# curved molding for stair base



## Keenbeginner (Nov 22, 2011)

Hi I would like to make a curved molding to finish off a stairway base which has a maple floor next to it. How do I do this please? Thanks.

PS I tried to upload a picture - no luck. I don't see an attachment option of the menu only a 'manage attachments' at the bottom. Can you help please.


----------



## Jim West Pa (Jul 27, 2010)

*WELCOME Keenbeginer*

The attachment option yer lookin for is the little paper clip icon in the tool bar next to the smiley face icon


----------



## BigJim (Sep 2, 2008)

You can cut the outside radius with a router then run your profile. You can cut the inside radius with a saber saw or you could cut it with the router if you are really careful.


----------



## Keenbeginner (Nov 22, 2011)

jiju1943 said:


> You can cut the outside radius with a router then run your profile. You can cut the inside radius with a saber saw or you could cut it with the router if you are really careful.

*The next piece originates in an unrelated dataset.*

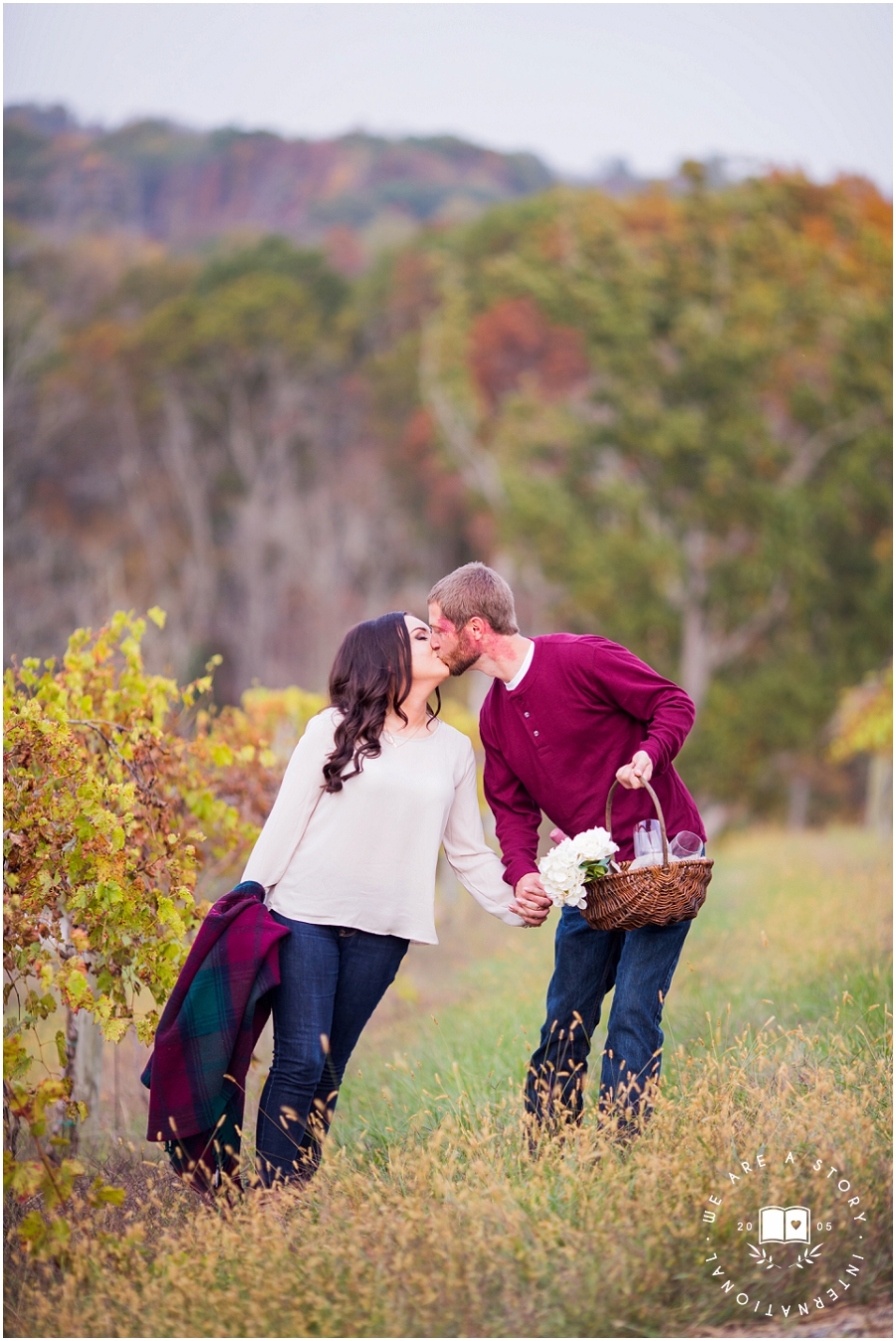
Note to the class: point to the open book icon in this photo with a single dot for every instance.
(784, 1225)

Thanks. Right now all I have to do if I understand you right jiju is to make a template, copy it onto a piece of wood deep enough to take the curve of the stair and then saw it into the shape of the template? 

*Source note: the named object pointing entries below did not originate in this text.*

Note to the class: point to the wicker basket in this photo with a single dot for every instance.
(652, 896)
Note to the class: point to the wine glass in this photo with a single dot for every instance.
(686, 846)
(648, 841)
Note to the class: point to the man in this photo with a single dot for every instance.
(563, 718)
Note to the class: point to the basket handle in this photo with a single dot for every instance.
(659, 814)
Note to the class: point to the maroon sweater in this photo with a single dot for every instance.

(My picture upload failed again. I may have to change format or something like that).


----------



## BigJim (Sep 2, 2008)

Many times the radius will be in two or more pieces as it takes some pretty hefty sized wood to make it in one piece.


----------



## Dak (Mar 9, 2011)

Tom silva showed how to do this on ask this old house. Try a search on the web site.


----------



## Lola Ranch (Mar 22, 2010)

What is the radius and how big is the molding you are trying to make? Are you trying to match something?

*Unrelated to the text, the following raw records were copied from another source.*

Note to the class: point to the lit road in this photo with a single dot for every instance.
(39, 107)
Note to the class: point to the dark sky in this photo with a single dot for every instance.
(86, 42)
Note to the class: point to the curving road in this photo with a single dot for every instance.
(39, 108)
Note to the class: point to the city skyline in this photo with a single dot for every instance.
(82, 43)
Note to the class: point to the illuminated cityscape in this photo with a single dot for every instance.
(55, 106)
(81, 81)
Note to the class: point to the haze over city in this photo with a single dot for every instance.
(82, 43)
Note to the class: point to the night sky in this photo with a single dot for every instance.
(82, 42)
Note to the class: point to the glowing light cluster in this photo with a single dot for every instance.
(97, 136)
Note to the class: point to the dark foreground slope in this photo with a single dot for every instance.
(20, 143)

I would stack segments on a plywood disk that I would pre-cut to the finished outside diameter. Use paper between the plywood and your molding workpiece so you can separate them later. Screw this to your lathe faceplate on the outbaord side and turn the profile on the molding to match whatever using your turning tools.

Bret


----------



## BigJim (Sep 2, 2008)

If you don't want to make the molding you can buy it already made at a trim supply company. The upper trim under the tread usually is a scotia mold and the lower trim is usually a shoe mold and sometimes can be a 1/4 round. Neither of then are hard to make.


----------



## Treeoflifestairs.com (Jan 9, 2012)

It sounds like your are talking about a cove mold on a volute box. Jiju is right about it probably having to be multiple pieces. If you did manage to get it in one piece you would also have to worry about the grain, trying not to crack it when you nail it. You can also use a flex mold that is the same or similar detail, but it can be tricky to stain it to look the same as real wood.


----------



## 3fingers (Dec 7, 2011)

Treeoflifestairs.com said:


> If you did manage to get it in one piece you would also have to worry about the grain, trying not to crack it when you nail it. You can also use a flex mold that is the same or similar detail, but it can be tricky to stain it to look the same as real wood.


These flex molds work very well!!! But If you would like an advanced technique steam bend the molding to the radius...But if you don't know how to find the radius Im assuming you might have a hard time with steam bending. 


Show us a pic and we can help you more.


----------



## BigJim (Sep 2, 2008)

3fingers said:


> These flex molds work very well!!! But If you would like an advanced technique steam bend the molding to the radius...But if you don't know how to find the radius Im assuming you might have a hard time with steam bending.
> 
> 
> Show us a pic and we can help you more.


You can also bend with Anhydrous Ammonia, just a little more complicated.


----------



## firemedic (Dec 26, 2010)

jiju1943 said:


> You can also bend with Anhydrous Ammonia, just a little more complicated.


Eh? :huh:

My curiosity is peaked

~tom. ...GEAUX TIGERS!... ...GEAUX SAINTS!......


----------



## BigJim (Sep 2, 2008)

firemedic said:


> Eh? :huh:
> 
> My curiosity is peaked
> 
> ~tom. ...GEAUX TIGERS!... ...GEAUX SAINTS!......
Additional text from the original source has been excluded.